I spent roughly an hour wandering the museum and taking in bits of info about individuals in the pods, then strolled over to Pelindaba Lavender, where I’d spent my first morning with Robin. With me I lugged my suitcase, which had weighed just over 20 pounds before I boarded the seaplane at Lake Union, but was now a tad heavier that I had an autographed copy of Patricia Schultz’s best-selling and oft-copied 1,000 Places to See in the U.S.A. & Canada Before You Die, which Robin had gotten for me the night before when the author made an appearance at a Spring Street bookstore. The San Juans, of course, made it into Schultz’s book, and the whole lot of her vetted places made for quite a heavy tome. I wondered if my suitcase would pass the test on the return flight.
At Pelindaba, I purchased some lavender pepper — bringing the number of varieties of pepper in my kitchen up to seven (lemon, cayenne, white, black, red pepper flakes, chipotle, and my newbie) and ordered the same delicious flaky mushroom pie and ginger soda I’d enjoyed when I first landed. Then it was off to the docks to await my flight.
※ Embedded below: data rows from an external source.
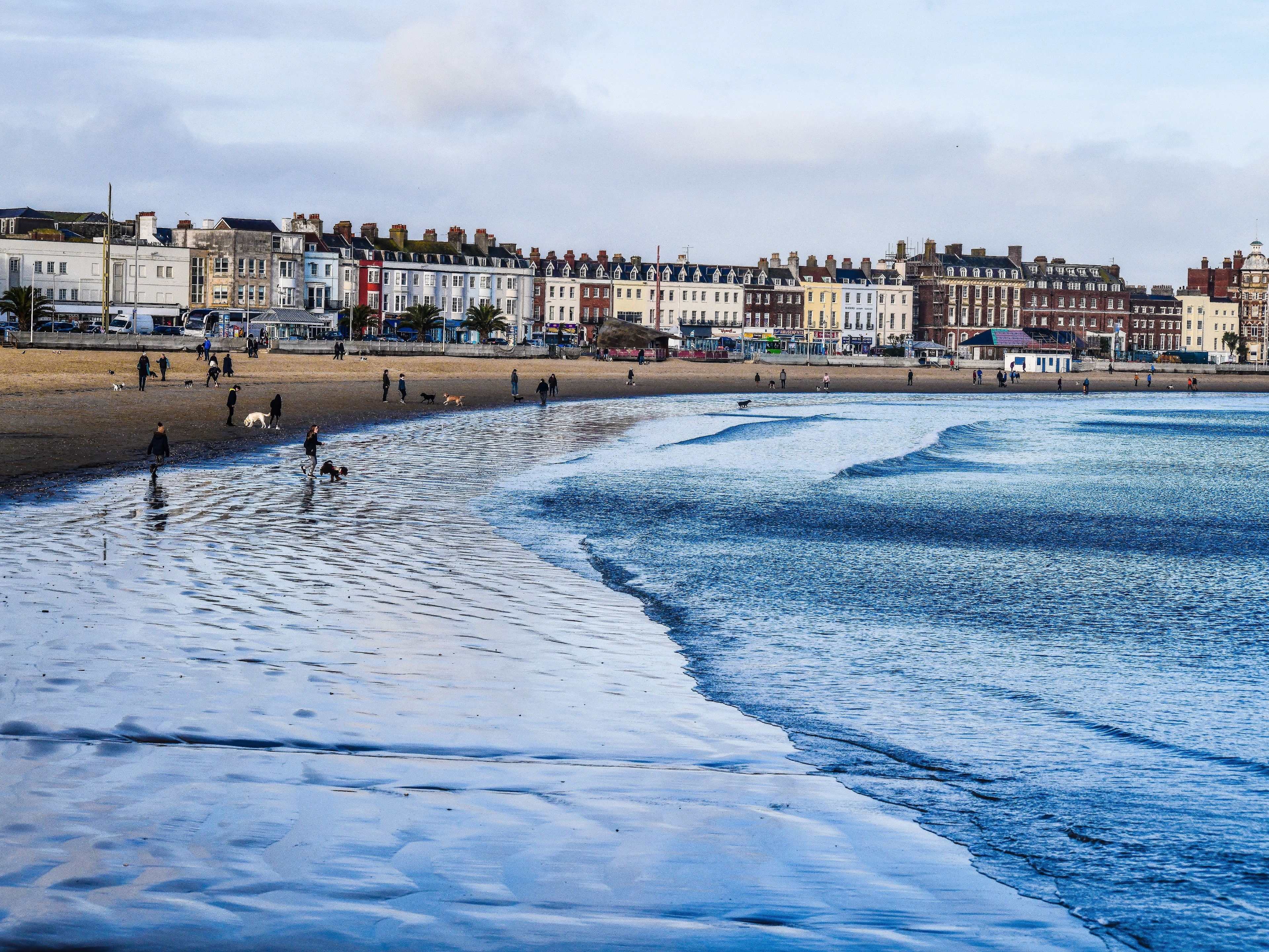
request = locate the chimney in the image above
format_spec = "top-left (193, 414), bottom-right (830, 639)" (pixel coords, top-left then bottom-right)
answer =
top-left (133, 212), bottom-right (157, 245)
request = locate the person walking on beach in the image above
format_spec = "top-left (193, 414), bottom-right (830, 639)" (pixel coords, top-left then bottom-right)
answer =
top-left (146, 423), bottom-right (171, 478)
top-left (299, 423), bottom-right (325, 476)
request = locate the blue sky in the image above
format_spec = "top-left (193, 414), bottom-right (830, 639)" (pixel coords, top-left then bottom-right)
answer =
top-left (0, 0), bottom-right (1269, 284)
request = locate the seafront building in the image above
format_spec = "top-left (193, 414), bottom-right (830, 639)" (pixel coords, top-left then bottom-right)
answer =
top-left (0, 212), bottom-right (190, 324)
top-left (1128, 284), bottom-right (1184, 350)
top-left (907, 240), bottom-right (1025, 358)
top-left (1018, 255), bottom-right (1130, 356)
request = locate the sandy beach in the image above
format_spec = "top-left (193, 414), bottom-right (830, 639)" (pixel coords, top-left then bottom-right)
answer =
top-left (0, 400), bottom-right (1103, 949)
top-left (0, 348), bottom-right (1269, 490)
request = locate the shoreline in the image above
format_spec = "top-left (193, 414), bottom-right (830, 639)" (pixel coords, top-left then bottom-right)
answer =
top-left (0, 404), bottom-right (1103, 949)
top-left (0, 349), bottom-right (1269, 495)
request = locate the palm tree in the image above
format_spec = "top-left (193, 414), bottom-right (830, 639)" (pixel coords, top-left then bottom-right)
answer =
top-left (401, 305), bottom-right (445, 343)
top-left (339, 305), bottom-right (376, 340)
top-left (462, 301), bottom-right (508, 339)
top-left (0, 286), bottom-right (57, 330)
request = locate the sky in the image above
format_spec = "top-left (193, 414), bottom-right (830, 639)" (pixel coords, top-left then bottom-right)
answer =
top-left (0, 0), bottom-right (1269, 284)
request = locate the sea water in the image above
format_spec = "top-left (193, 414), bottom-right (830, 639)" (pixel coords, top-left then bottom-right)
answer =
top-left (485, 392), bottom-right (1269, 951)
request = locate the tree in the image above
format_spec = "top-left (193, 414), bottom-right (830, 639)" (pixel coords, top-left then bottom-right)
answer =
top-left (1221, 330), bottom-right (1242, 365)
top-left (401, 305), bottom-right (445, 340)
top-left (462, 302), bottom-right (509, 339)
top-left (339, 305), bottom-right (376, 340)
top-left (0, 286), bottom-right (57, 330)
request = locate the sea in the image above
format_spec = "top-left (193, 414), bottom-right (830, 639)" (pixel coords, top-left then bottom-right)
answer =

I watched as a family who had chartered a plane to themselves tried to unload their gangly, lop-eared mutt onto to the dock, then waited another 45 minutes before my plane arrived. (I was still in denial that I could arrive just a quarter-hour before I was to leave and had left plenty of buffer time, during which I caught up in my journal.)
All too soon I was back in the air, soaring over small islets and then landing next to the houseboats on Lake Union. When I landed, I realized I’d forgotten to heed the advice of the proprietor of the metaphysical shop where I’d purchased a replacement purse: “Take a rock with you when you leave. It’ll call to you to return to the islands.” I’d forgotten to pocket a rock, but as I scrolled through my camera at the photos I’d taken, I knew it wouldn’t be necessary.